Partnerships can elect under section 6226 to push out partnership adjustments instead of paying the imputed underpayment at the entity level, and the review-year partners are required to take the adjustments into account under section 6226(b). The ability to push out an imputed underpayment in a tiered partnership structure has been uncertain since the BBA was enacted.

The proposed regs permit partnerships to push out adjustments through the tiers to the ultimate taxpaying owners by creating a mechanism for each passthrough partner in the ownership chain to either pay the tax associated with an adjustment or push the adjustment to its partners. This framework “provides maximum flexibility for each passthrough partner in the chain to determine the best course for that partner based on its own facts and circumstances,” according to the preamble to the proposed regs.

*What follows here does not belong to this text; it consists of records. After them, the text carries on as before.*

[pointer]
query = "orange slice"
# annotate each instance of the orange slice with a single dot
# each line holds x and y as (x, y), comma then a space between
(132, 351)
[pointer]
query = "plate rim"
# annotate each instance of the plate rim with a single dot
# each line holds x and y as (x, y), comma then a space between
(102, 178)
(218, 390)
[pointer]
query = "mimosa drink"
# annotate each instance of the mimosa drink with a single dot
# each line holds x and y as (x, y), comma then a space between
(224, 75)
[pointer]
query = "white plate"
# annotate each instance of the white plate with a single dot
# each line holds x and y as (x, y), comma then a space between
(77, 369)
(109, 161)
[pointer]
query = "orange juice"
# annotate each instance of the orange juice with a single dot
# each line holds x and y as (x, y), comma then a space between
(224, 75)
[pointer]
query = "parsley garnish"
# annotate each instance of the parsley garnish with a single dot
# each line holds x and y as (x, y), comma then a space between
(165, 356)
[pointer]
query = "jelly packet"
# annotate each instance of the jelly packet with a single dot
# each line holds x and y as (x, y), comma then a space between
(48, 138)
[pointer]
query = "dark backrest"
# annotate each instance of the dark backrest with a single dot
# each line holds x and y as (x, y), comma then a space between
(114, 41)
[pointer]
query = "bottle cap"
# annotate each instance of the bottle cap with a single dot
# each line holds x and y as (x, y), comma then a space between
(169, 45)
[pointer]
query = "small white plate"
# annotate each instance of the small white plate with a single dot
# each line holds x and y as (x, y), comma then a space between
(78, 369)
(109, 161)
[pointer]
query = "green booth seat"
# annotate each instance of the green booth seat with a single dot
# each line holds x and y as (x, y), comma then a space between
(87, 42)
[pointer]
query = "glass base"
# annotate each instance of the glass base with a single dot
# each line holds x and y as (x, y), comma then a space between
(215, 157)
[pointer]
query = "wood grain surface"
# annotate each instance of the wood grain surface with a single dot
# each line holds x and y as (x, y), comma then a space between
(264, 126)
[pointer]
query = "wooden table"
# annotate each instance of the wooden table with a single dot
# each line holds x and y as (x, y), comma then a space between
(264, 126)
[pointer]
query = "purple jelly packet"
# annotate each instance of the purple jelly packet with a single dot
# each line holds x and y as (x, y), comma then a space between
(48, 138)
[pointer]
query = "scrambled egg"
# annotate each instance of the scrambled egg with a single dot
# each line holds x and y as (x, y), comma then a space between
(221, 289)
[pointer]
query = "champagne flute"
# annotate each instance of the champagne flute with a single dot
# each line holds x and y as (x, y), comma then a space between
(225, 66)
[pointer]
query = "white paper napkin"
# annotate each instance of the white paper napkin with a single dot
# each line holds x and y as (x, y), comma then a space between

“I think the rules are complicated, but the optionality is a good thing,” Hani said. The rules give partnerships a “choice of whether they want to endure the complication to get to the right number and right person, or just for administrative ease, pay at the entity level,” he said.

Under prop. reg. section 301.6226-3(e)(1), each passthrough partner that receives a statement under prop. reg. section 301.6226-2 must either make a payment in accordance with prop. reg. section 301.6226-3(e)(4) or push out the adjustments by furnishing statements to its partners and the IRS under prop. reg. section 301.6226-3(e)(3). This process continues through as many tiers as necessary until either a passthrough partner or non-passthrough partner takes the adjustments into account.

The proposed regs require the statements to contain identifying information, including the name and taxpayer identification number of the partnership that made the election to push out the adjustment, the passthrough partner, and the affected partner receiving the statement. IRS officials have indicated that the ability to push out a partnership adjustment through passthrough partners would require a method for the IRS to track the push-out through the tiered structure.

The proposed regs do not require the partnership making the initial push-out election to assemble all the information, Hani noted. “It’s collected as you push out through each tier, so the lower-tier partnership isn’t required to find out who the ultimate owners are, which would have been unrealistic,” he said.

The proposed regs require the statements to be furnished no later than the extended due date for the return for the adjustment year of the partnership that made the initial push-out election. An example in the preamble says that deadline would be September 15, 2021, for a partnership making a push-out election that has an adjustment year ending December 31, 2020.

The guidance imposes a time crunch on partnerships, Hani said, although he added that there should be enough time for all the passthrough partners to furnish the statements “as long as all the upper-level partnerships act properly and plan in advance.” Upper-tier partnerships could be short on time if a lower-tier partnership delays deciding whether to push out, he said. The time limitation is “an alert to the private sector to take steps to get everything done under the regulations in the required time,” Susswein said.

Shifting Liability

A positive aspect of the push-out regime is that a partnership making a push-out election is relieved of liability for the adjustment if it makes the election properly and complies with the other requirements, Hani said. “It’s the party that receives the statement that is now on the hook for any tax due or compliance failures,” he explained.

Prop. reg. section 301.6226-3(e)(2) provides that a passthrough partner that fails to push out an adjustment to its partners, or fails to pay the adjustment at the entity level, is required to pay the adjustment. There has been concern that the IRS may invalidate the initial push-out election if the passthrough partner fails to properly follow the requirements, Hani said. The proposed regs’ shifting of the liability for the adjustment to the passthrough partner “tempers criticisms about the amount of information that might be required to be included in the statement” furnished to passthrough partners and the IRS, he said.